晚上的风吹得很强烈,在黑暗中有多少人已经失去了灵魂,又有多少人获得了永生。
在一座很残破的教堂里面,黑暗中的长凳前站着一个人,他身背长剑,在看着头顶的十字架,默默无言。
这是一个很精干的老人,可你感觉不到他的老态,他的眼神收起了冷漠,但是也让人害怕。
这个老人就是陈少青,他已经站了一个小时不动了,像似在感受着什么似的,而他身后站满了人,却听不到有任何人发出一丝的声音。
廖干在他旁边拿起了一本厚厚的书来,他挥了挥手,身旁的人就把灯给打开了。
陈少青眯了一下眼睛说:“为什么要开灯?把灯关了!”
他的手下身子一发抖,立刻又冲过去要把灯给关上,可是廖干再一次挥了挥手,阻止了那名手下的动作,他对陈少青说:“关灯干什么?我想看一下圣经。”
廖干的手拍了拍圣经上的灰尘,然后翻开来看,整个教堂里只剩下了翻书的声音。
时间又过去了几分钟,陈少青也拿过了一本圣经来翻看。
廖干说:“你感觉到了吗?”
陈少青说:“我感觉到了。”他合上了书,然后转身带着所有的手下都离开了教堂,消失在了夜幕之中。

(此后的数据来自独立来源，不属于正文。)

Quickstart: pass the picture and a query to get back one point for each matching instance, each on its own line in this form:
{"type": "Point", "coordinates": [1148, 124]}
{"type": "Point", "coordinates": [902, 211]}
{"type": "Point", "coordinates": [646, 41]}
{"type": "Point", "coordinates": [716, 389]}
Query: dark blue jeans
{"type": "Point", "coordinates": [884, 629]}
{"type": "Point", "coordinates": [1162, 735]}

廖干叹了口气,“成败得失总成空,老陈呀,你又何必如此执着呢?”
在黑暗中走出来一个老人,他是廖干的老管家,他说:“老爷,这就是你已经老了的缘故呀!陈门主是人老心不老,不然他又如何当一门之主呢!”
廖干慈祥地笑了一下,“话虽如此,但是,他以前也只是被几个徒弟背叛过而已,哪里像我,人生三大悲都具备了。”
老管家说:“您是指少年丧父中年丧妻老年丧子吗?”
廖干的手按在了台上,“最可悲的就是我的潮儿,他不是一个杀手,早已经置身事外,可是还是逃不过命运的安排!”他逐渐有一点信命了。
老管家说:“老爷,我觉得这件事也许还有转机,我总觉得少爷他还没有死,他还活着。”
廖干说:“难道我们从那一只大蛤蚧的肚子里面弄出来的尸体不是潮儿的吗?”
老管家说:“那一具尸体面容已经腐烂,反正我没有亲眼看到少爷的真面目我还是相信那不是他!我们可以做DNA检验的呀!”
廖干说:“潮儿是一个享受惯了的人,一刻也无法离开我的支助,要是他没有死,那他为什么要躲起来呢?